What was I doing keeping my daughter waiting, when this was the last visit she’d ever make; when the following week -- on the same day, and at around the same hour -- a bullet would take her young life.
The nation was suffering, my daughter was suffering, and this group of traveling gospel singers was singing songs of joy and the audience was on its feet singing with them.
The concert was meant to be one of praise, to be worship-filled and trusting, but I found it inappropriate and shallow: the waving arms and swaying bodies a pretense of praise in a time of agony.
I was in anguish to leave that concert. My daughter was coming home and I'd put a prior commitment before her needs. I'd been consumed with worry about her and now that she was coming home, reaching out to me, I wasn't there to greet her. Instead she had to wait hours for my return.
As I sat there, shuddering inwardly throughout the entire event, I wanted to gather the elderly women I'd offered to take to this concert, and flee from that temple back home to my daughter. Instead I waited for it to end, and afterwards agreed to stop for a bite to eat on the way home.
What a mistake.
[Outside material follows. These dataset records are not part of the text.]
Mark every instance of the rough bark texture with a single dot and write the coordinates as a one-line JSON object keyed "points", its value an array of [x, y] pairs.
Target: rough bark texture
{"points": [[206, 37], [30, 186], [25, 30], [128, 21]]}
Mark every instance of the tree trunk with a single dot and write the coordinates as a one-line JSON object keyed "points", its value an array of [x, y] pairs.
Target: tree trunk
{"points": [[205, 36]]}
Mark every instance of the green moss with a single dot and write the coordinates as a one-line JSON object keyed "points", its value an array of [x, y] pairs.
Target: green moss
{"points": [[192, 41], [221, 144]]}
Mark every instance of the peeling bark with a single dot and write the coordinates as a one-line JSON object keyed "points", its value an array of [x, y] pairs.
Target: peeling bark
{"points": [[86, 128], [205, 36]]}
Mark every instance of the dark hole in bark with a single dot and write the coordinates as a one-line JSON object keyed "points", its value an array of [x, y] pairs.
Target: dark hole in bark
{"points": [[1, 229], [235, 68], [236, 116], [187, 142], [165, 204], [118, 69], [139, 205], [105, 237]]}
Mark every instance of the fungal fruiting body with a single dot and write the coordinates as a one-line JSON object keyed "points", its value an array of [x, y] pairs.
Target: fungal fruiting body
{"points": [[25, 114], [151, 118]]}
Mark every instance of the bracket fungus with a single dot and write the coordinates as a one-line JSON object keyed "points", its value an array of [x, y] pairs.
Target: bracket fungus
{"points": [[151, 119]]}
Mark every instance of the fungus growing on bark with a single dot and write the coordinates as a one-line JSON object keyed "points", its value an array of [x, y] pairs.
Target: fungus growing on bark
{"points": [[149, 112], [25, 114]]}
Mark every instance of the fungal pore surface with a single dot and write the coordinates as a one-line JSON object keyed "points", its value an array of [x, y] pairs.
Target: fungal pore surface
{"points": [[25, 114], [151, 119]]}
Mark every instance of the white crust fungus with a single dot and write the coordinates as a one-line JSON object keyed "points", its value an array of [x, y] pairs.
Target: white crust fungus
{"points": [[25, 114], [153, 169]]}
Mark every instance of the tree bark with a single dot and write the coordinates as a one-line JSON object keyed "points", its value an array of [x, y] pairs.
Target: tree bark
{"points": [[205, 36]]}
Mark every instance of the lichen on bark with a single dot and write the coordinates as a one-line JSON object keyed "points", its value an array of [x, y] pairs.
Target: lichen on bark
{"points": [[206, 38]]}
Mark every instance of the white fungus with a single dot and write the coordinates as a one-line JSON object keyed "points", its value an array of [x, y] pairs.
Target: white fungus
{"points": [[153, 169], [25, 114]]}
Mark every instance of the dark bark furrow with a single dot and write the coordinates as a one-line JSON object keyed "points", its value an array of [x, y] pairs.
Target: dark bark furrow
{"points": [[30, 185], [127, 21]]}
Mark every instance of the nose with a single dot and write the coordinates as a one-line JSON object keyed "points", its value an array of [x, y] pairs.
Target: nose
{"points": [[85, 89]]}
Francesca was huddled on the couch watching the replay of the 9/11 events when I got home. I took her in my arms and held her close. She'd come home because she wanted to be with her mother, because she was afraid, because she was reaching out instead of pulling away.
That night she asked me if she could move back home with us. I said yes . . . and then I let her leave to get her things. Letting her go was an even greater mistake than not being there to greet her when she arrived that night.
“Accepting ourselves means accepting the whole package, the whole sour and sweet, lovely and larcenous mess that we are” says Philip Simmons in Learning to Fall: The Blessings of an Imperfect Life, a book of powerful, illuminating essays he wrote during the final stages of ALS (aka Lou Gehrig’s disease), his promising literary career cut short at the age of 35.
It is so hard to accept this “lovely and larcenous mess that we are,” isn’t it? We look on our mistakes as failures, especially when the results are so devastating.